Not to defend or discard ai, if one listens to a studio recorded piece of music, what used to be the actual voice and instrumentation on the tape, chances are that now the music has been modified by tech to make it more marketable. If a person sings flat or sharp, auto tune takes care of it and if the drummer didn’t show up or wasn’t in the budget, a computer driven drummer can be programmed in the mix and the same holds with any musical instrument.
In the music world, ai is just one more step in the ongoing process but unfortunately, can do it sans the 3 dimensional human(s) that used to actually sing and turns them into 1 or 2 dimensional script.

Now, as to content writing, if one is in such a position, like a teaching professor, editor or detective etc, who needs (or is curious enough) to find out if a piece is truly human generated, then the proper tools are a available to find such things out.
Just as there are programs that one can install to detect plagiarized content, there are programs available that will enable anyone to detect ai generated content.

To be truthful, some of the stuff is indeed trash but then again, some of it I really like.
In the end though, I can already imagine that some of the writers, actors, singers, rappers and such are already sweating. They know how much talent they really have and also know their “brand” may become obsolete because they also know that most of their talent is electronically modified.

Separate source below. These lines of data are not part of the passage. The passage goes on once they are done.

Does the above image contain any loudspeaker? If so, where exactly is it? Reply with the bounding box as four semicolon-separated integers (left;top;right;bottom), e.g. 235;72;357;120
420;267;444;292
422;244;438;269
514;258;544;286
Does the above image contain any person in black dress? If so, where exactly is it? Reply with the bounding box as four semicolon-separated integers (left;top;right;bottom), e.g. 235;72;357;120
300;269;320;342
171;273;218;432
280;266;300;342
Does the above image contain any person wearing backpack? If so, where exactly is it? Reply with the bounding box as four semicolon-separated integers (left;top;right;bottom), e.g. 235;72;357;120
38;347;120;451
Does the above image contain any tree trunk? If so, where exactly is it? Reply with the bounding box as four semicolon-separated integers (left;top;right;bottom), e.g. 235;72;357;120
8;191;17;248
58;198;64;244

Added to that, after listening to a lot of ai generated music, especially the new ai generated blues and gospel music lately, I’m all for giving credit to the code writers.

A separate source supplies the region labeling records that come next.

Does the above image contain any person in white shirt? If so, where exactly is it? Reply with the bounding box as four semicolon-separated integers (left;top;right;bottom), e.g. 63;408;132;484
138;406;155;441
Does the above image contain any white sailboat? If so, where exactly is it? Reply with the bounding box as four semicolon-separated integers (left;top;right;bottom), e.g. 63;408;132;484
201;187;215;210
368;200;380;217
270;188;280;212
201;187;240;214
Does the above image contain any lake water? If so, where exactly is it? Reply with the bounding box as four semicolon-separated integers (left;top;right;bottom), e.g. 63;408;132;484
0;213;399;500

I don’t watch the award ceremonies but maybe a new division should be recognized for an award? Perhaps a gold replica of a Mac for the code writers of the #1 song or stunt of the year?
 
By now most of us are aware of the possibility of AI whether on youtube or by scammers.
I have followed Dr Berg for years noting few mistakes. Recently someone put 'him' on and it was called out angrily by viewers who knew him as fake. youtube Advice by Warren Buffet? Uh uh.
I cracked up at some of 'Elon Musk" who had a cow lick flapping in the light through the videos.
Back when I was writing I found that many books were just researched and reworded into new book versions. A bit more work than AI but not actually plagiarism.
Politics has been influenced by fake news all along here. The fakery may just get better.